EU's patchwork of anti-terror laws leaves it vulnerable

EU's patchwork of anti-terror laws leaves it vulnerable

EUROPE - Governments across Europe are rushing to draw lessons from the terrorist attacks in France, but although anti-terrorism cooperation between European states has never been better, there is still no political consensus on how to improve security on the continent.

The first priority is to prevent any copycat attacks which either try to emulate the murders in Paris or "avenge" the perpetrators.

Security chiefs in Britain have raised the threat level from "substantial" to "severe", meaning an attack is "highly likely".

Protection has been tightened considerably around French embassies and community centres, particularly in London, home to about 250,000 people of French origin or nationality.

Large police forces have also been deployed around synagogues and Jewish schools in Germany, Belgium and the Netherlands, and a special meeting of European Union (EU) interior ministers will take place later this week to coordinate further measures.

Meanwhile, commanders of anti-terrorist units and special forces in Europe are poring over the details of the French security operation last week.

There is widespread admiration for the way French uniformed personnel acted, especially since not one but two different French special forces were involved: the "Intervention Group" which belongs to the paramilitary Gendarmerie and is responsible only for security outside main towns, and the elite Raid (Research, Assistance, Intervention and Dissuasion) police unit, which works in big cities.

This division of responsibilities was often criticised by France's allies as superfluous and potentially dangerous.

However, when the crisis struck last week, it did not prove a hindrance, and the political leadership provided by President Francois Hollande and his Cabinet was firm.

Still, what happened in France amounts to the worst nightmare for special forces: the need not only to act simultaneously against multiple terrorist threats, but also to storm multiple terrorist hideouts at the same time, as the French had to do last Friday.

British and German military commanders are now revamping their own contingency training to make sure they have the necessary resources for similar eventualities.

The numbers involved are huge: At the height of last week's crisis, some 85,000 French police officers and soldiers were engaged.

Yet beyond the confines of the intelligence and military communities, Europe's political class is already bickering over the longer- term strategy of dealing with such challenges.

The British government has responded to an appeal from MI-5, the country's domestic security agency, for more funding with an extra £100 million (S$202 million) to track down returning volunteers from the fighting in the Middle East, now assessed to represent the most immediate threat.

Similar moves are taking place in other European countries.

But a call from Mr Malcolm Rifkind, the chairman of the British Parliament's intelligence committee, to provide the country's spies with "the legal powers to intercept particularly international communications that might be relevant to preventing terrorist attacks" has already been rebuffed by the opposition Labour party.

Nor are matters any clearer at the EU level.

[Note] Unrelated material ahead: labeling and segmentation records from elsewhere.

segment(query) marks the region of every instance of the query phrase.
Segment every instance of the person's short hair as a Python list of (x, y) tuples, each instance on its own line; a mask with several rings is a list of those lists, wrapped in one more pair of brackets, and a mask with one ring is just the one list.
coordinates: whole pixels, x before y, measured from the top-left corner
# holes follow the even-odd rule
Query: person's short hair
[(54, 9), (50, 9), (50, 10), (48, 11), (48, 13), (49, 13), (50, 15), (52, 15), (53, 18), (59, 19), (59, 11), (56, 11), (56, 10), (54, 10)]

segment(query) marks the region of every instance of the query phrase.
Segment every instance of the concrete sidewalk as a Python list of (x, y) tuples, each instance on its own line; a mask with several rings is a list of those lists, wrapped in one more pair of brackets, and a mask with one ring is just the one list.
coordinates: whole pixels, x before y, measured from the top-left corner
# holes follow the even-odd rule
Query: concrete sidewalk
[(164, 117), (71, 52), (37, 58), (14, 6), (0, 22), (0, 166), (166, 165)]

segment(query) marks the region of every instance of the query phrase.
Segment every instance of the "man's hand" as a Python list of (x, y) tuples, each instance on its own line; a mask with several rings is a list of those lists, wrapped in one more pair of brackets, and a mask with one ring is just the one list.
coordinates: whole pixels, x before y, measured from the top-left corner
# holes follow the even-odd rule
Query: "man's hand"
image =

Its executive body, the European Commission, has announced it will "put all its weight" behind a new counter-terrorism plan, as part of a larger continent-wide security strategy.

But a proposal to adopt a new law, allowing the EU as a whole to widen the collection, storage and exchange of personal information about air passengers with the United States, remains stuck in the European Parliament, where MPs fear that it may violate human rights standards.

Individual European governments are now bypassing the EU Parliament by implementing their own data collection systems on air passengers.

However, that risks embroiling them in disputes with the European Court of Justice, which in a ruling last year struck down a separate EU measure to collect data on ordinary Europeans, on the grounds that it violated human rights.

EU president Donald Tusk has announced that the next summit of European heads of states and governments will "discuss more broadly the response the EU can bring to terrorist challenges" and the "vulnerability of nations".

But the summit is scheduled for Feb 12 and by then, most of the urgency generated by the shock of the events in France would have worn off. Europe will, therefore, retain its patchwork of anti-terrorism legislation, providing the men of violence with plenty of loophole opportunities.